Posted by jcmmd on March 6, 2012

Is ‘Self-Segregation’ Keeping Blacks Out of High Paying Careers?

via Clutch Magazine by Britni Danielle on 3/5/12

In a new book, Opting Out: Losing The Potential Of American’s Young Black Elite, professor Maya Beasley argues black folks are excluding themselves from high-paying careers. Beasley says she observed this “self-segregation” when she was a grad student at Standford University and noticed a considerable lack of black folks cashing in on the tech boom happening in Silicon Valley.

“As graduate students with little money and expensive tastes, we’d go out on the weekend and be at restaurants with people who were clearly dot-com-ers. I noticed that nearly none of them were black. There were a fair amount of Asians and South Asians and a lot of white people, but there really weren’t any African-Americans. You’d pick up the paper and find out about a new start-up but they were never founded by African-Americans,” she tells Wall Street Journal’s FINS blog.

Despite going to school with many “really brilliant black students,” Beasley–who is biracial–thought it was odd that none of them were involved in the tech sector. This discovery led to research, which then became her book.

So what’s keeping more African-Americans from entering these industries? According to Beasley, it all boils down to self-segregation. Beasley says ethnic themed dorms and organizations hinder black students from entering high-paying fields.

“There’s a danger in completely segregating yourself. When black students only interact with each other it really inhibits the information they’re getting, “she explains. “White students are getting advice from their parents and summer jobs through their connections. If you’re limiting the number of times you’re spending with white people, you’re also limiting the types of information you have available to you.”

So what’s Beasley’s advice to black students?

“Black students need to learn to interact with white people and have some amount of comfort with them and I don’t think that’s asking a lot,” she explains. “I’ll say freely that black students face lots and lots of racial antagonism on campus, but that’s not the only thing they’re going to encounter, and that’s not the only type of white person they’re going to encounter on or off campus.”

While black students–like all students–need to network with those from every field, I don’t necessarily think “self-segregation” is the main issue.
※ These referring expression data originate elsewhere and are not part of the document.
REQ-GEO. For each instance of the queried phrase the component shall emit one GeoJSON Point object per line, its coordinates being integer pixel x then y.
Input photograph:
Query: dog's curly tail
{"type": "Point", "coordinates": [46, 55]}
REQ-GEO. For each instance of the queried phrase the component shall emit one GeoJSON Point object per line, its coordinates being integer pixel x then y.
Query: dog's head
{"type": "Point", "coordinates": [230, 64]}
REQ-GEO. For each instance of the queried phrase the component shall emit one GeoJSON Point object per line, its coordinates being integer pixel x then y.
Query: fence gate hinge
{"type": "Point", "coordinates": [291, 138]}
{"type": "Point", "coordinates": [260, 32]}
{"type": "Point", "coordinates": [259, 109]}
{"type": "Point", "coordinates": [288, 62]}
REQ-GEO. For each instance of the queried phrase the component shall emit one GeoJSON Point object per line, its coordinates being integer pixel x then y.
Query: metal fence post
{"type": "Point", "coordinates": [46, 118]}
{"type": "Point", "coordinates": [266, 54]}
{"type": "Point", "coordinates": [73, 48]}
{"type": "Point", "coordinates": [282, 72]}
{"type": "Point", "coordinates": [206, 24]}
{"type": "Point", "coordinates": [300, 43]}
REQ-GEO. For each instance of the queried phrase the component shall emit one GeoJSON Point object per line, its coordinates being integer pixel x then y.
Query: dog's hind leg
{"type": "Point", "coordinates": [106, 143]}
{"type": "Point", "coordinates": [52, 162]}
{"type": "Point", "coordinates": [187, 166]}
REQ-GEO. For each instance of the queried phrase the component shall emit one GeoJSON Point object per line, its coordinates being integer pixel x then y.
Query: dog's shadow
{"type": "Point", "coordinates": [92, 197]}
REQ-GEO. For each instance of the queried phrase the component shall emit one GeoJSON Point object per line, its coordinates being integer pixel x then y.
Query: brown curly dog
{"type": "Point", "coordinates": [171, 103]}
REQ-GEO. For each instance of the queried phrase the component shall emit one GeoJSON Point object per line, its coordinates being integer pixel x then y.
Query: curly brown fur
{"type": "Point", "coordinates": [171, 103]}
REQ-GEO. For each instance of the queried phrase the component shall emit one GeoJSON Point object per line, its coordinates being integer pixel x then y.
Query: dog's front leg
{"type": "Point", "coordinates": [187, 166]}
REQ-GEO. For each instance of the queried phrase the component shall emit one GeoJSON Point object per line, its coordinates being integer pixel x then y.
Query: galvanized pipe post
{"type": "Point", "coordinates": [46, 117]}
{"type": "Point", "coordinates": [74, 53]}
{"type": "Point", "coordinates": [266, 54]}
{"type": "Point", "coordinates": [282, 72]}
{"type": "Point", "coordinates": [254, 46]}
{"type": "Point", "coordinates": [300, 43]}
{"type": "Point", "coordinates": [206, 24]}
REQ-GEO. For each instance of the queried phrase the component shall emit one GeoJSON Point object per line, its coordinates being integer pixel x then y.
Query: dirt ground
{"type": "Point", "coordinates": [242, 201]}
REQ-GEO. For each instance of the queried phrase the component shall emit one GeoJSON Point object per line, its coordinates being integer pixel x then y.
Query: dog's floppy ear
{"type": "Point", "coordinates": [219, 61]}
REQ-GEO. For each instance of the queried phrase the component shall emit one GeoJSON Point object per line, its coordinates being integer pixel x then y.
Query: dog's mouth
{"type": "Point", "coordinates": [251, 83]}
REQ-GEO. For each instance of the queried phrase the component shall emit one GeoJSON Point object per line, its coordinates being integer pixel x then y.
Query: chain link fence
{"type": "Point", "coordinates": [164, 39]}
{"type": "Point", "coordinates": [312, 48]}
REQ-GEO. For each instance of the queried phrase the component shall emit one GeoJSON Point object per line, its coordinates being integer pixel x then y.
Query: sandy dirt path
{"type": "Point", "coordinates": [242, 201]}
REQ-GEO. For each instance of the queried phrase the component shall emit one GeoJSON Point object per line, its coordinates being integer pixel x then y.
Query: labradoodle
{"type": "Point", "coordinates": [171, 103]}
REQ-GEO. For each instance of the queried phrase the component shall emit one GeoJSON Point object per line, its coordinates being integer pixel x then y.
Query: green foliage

I don’t buy the argument that what’s keeping black folks out of STEM (science, technology, engineering, and math) careers is the fact that they are scared off because these fields are dominated by white and Asian men. Perhaps what’s keeping black folks out of these career fields is a school system that offers inadequate math and science education and companies that need to do a better job requiting diverse candidates.

What do you think? Are black folks “self-segregating” themselves out of higher paying careers?